Samples a random variable.
Parameters
int population

The size of the population (N).

int success

The number successes within the population (K, M).

int draws

The number of draws without replacement (n).

void Samples(Int32[] values, int population, int success, int draws)

Fills an array with samples generated from the distribution.
Parameters
Int32[] values

The array to fill with the samples.

int population

The size of the population (N).

int success

The number successes within the population (K, M).

int draws

The number of draws without replacement (n).

void Samples(Random rnd, Int32[] values, int population, int success, int draws)

Fills an array with samples generated from the distribution.
Parameters
Random rnd

The random number generator to use.

Int32[] values

The array to fill with the samples.

int population

The size of the population (N).

int success

The number successes within the population (K, M).

int draws

The number of draws without replacement (n).

IEnumerable<int> Samples(Random rnd, int population, int success, int draws)

Samples a sequence of this random variable.
Parameters
Random rnd

The random number generator to use.

int population

The size of the population (N).

int success

The number successes within the population (K, M).

int draws

The number of draws without replacement (n).

IEnumerable<int> Samples(int population, int success, int draws)

Samples a sequence of this random variable.
Parameters
int population

The size of the population (N).

int success

The number successes within the population (K, M).

int draws

The number of draws without replacement (n).

Public Methods

double CumulativeDistribution(double x)

Computes the cumulative distribution (CDF) of the distribution at x, i.e. P(X ≤ x).
Parameters
double x

The location at which to compute the cumulative distribution function.

Return
double

the cumulative distribution at location x.

bool Equals(object obj)

int GetHashCode()

Type GetType()

double Probability(int k)

Computes the probability mass (PMF) at k, i.e.
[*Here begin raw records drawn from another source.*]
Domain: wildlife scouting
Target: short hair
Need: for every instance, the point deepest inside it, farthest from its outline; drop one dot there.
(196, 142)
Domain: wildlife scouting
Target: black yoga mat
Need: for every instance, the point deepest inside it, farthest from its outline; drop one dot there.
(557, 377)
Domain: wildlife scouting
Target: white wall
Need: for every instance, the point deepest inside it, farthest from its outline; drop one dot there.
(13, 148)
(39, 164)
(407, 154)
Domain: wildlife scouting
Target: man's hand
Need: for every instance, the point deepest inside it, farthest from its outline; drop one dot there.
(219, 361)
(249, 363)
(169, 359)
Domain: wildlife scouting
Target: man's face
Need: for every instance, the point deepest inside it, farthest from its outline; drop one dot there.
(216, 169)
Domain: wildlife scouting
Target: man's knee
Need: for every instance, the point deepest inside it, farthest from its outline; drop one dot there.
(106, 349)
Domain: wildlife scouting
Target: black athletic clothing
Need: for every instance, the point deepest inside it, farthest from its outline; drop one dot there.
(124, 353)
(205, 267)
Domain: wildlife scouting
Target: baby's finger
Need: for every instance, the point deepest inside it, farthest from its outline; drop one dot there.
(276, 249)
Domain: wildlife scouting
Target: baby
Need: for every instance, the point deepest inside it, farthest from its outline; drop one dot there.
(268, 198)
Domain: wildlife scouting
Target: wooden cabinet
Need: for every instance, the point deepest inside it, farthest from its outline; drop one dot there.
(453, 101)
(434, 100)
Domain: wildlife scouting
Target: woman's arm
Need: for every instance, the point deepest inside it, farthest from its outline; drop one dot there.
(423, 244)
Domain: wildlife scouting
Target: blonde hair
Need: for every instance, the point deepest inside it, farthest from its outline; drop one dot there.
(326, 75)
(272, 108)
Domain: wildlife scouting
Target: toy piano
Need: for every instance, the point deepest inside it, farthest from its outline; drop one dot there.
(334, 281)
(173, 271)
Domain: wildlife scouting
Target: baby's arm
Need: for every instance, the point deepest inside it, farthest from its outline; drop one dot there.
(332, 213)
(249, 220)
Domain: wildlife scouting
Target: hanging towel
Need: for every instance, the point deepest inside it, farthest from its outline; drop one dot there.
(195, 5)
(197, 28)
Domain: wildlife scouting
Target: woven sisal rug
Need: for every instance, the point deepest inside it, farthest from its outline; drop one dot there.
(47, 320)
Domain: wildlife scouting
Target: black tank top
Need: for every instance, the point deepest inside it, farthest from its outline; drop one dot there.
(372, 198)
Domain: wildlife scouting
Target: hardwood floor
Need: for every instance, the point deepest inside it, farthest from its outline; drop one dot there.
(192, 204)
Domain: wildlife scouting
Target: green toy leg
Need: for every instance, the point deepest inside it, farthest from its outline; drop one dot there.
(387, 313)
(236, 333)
P(X = k).
Parameters
int k

The location in the domain where we want to evaluate the probability mass function.

Return
double

the probability mass at location k.

double ProbabilityLn(int k)

Computes the log probability mass (lnPMF) at k, i.e. ln(P(X = k)).
Parameters
int k

The location in the domain where we want to evaluate the log probability mass function.

Return
double

the log probability mass at location k.

int Sample()

Samples a Hypergeometric distributed random variable.
Return
int

The number of successes in n trials.

IEnumerable<int> Samples()

Samples an array of Hypergeometric distributed random variables.
Return
IEnumerable<int>

a sequence of successes in n trials.

void Samples(Int32[] values)

Fills an array with samples generated from the distribution.

string ToString()

Returns a String that represents this instance.
Return
string

A String that represents this instance.

Public Properties

int Draws get;

Gets the number of draws without replacement (n).

double Entropy get;

Gets the entropy of the distribution.

int Maximum get;

Gets the maximum of the distribution.

double Mean get;

Gets the mean of the distribution.

double Median get;

Gets the median of the distribution.

int Minimum get;

Gets the minimum of the distribution.

int Mode get;

Gets the mode of the distribution.

int Population get;

Gets the size of the population (N).

Random RandomSource get; set;

Gets or sets the random number generator which is used to draw random samples.

double Skewness get;

Gets the skewness of the distribution.

double StdDev get;

Gets the standard deviation of the distribution.

int Success get;

Gets the number successes within the population (K, M).

double Variance get;

Gets the variance of the distribution.